Apesar da surpresa geral com o anúncio da Confederação Brasileira de Futebol do nome de Dunga como novo treinador da seleção brasileira, o lobby pela contratação do ex-jogador começou ainda na Alemanha. Quem garante é o ex-presidente da Federação Gaúcha de Futebol, Emídio Perondi, que se coloca como principal articulador na CBF para que Dunga assumisse o cargo.

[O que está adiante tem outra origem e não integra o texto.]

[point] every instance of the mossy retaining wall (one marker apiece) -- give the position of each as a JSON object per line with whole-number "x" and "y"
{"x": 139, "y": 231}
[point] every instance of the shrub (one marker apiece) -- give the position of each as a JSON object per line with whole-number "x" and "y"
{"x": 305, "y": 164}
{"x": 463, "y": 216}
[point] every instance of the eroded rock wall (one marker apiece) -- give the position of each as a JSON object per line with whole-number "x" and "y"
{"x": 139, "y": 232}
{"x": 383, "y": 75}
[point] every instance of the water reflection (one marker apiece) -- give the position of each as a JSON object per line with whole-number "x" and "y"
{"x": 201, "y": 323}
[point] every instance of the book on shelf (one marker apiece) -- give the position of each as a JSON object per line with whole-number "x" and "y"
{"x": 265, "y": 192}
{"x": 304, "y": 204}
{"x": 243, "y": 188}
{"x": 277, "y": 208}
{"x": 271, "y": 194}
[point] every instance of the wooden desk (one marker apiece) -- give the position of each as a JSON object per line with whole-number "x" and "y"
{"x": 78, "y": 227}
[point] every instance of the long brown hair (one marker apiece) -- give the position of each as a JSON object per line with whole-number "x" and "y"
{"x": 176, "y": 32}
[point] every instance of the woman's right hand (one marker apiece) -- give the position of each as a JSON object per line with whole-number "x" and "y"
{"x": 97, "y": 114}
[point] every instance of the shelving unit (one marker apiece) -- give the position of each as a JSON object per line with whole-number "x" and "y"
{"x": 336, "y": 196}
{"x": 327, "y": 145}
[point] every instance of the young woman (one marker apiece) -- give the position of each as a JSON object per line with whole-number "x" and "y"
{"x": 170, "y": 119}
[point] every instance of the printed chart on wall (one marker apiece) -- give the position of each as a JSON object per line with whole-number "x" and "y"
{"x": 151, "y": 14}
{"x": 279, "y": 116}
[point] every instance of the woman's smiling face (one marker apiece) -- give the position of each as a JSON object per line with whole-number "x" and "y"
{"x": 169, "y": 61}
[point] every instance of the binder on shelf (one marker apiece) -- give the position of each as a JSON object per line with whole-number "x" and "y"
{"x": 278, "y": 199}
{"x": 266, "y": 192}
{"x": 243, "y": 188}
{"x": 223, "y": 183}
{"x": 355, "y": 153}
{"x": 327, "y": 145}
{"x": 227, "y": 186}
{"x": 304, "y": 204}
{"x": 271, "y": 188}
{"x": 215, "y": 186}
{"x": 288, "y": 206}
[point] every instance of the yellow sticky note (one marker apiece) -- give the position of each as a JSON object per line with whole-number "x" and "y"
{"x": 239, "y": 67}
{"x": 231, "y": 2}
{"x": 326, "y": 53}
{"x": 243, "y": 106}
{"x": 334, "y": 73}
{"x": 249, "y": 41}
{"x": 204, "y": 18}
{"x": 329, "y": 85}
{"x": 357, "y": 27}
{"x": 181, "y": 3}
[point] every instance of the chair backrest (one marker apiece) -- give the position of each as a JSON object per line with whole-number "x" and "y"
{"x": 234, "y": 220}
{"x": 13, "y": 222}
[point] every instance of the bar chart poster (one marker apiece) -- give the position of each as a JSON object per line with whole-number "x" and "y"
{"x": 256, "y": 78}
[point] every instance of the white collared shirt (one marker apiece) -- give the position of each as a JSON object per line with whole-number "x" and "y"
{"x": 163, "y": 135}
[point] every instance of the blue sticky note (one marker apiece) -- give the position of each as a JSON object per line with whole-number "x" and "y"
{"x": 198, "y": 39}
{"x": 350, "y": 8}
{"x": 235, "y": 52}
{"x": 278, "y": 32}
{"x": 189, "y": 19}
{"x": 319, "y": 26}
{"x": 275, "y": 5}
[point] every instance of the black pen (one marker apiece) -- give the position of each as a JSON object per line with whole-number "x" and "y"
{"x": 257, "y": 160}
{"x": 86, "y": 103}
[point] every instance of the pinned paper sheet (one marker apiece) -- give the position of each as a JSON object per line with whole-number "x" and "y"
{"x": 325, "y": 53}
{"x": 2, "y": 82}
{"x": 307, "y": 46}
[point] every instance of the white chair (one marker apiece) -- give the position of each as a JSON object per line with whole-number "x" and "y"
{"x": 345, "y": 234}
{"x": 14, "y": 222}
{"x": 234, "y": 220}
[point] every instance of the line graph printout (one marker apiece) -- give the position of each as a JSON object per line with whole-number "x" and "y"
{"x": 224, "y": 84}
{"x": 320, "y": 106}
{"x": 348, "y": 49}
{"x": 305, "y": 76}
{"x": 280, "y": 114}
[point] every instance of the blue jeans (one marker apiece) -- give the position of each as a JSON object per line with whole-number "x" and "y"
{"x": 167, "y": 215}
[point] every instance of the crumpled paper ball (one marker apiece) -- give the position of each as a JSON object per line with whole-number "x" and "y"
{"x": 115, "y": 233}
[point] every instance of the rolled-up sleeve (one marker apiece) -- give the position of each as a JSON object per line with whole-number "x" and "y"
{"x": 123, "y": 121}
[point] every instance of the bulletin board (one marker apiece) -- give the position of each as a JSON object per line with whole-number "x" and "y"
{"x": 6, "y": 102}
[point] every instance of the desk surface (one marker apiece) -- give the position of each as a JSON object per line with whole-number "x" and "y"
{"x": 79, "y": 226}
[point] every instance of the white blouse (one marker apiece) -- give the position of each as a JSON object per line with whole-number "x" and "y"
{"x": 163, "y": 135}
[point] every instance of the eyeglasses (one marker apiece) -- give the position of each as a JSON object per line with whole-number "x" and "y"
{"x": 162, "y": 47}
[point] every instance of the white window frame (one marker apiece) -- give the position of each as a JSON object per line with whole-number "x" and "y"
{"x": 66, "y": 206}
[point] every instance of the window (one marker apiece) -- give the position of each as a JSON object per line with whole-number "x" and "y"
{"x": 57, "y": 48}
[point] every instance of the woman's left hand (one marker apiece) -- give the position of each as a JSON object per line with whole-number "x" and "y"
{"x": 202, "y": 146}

"Conversei com um grupo de amigos e coloquei a idéia. Então falei com o próprio Dunga, questionando sobre a possibilidade e ele aceitou o desafio", declarou o conselheiro do Internacional e também um dos vice-presidentes da CBF. A partir daí a idéia de Dunga teria de passar por seu teste mais forte: a avaliação do próprio presidente da entidade, Ricardo Teixeira. "Depois coloquei o nome para o Ricardo e ele também aceitou. Eu alavanquei a idéia, mas o foi o Ricardo quem decidiu", explicou.
Para o dirigente, não tem sentido os questionamentos referentes à experiência do ex-capitão da seleção brasileira, que jamais foi treinador. "O Dunga segue trabalhando com futebol e fala três línguas diferentes. Que experiência tinha o Klinsmann quando assumiu a Alemanha?", questionou.
Para Emídio Perondi, dirigente que várias vezes presidiu delegações da seleção, as "estrelas" do Brasil – craques como Ronaldo e Ronaldinho Gaúcho – terão uma aceitação favorável diente do novo comandante verde-amarelo, mesmo sabendo de seu temperamento forte.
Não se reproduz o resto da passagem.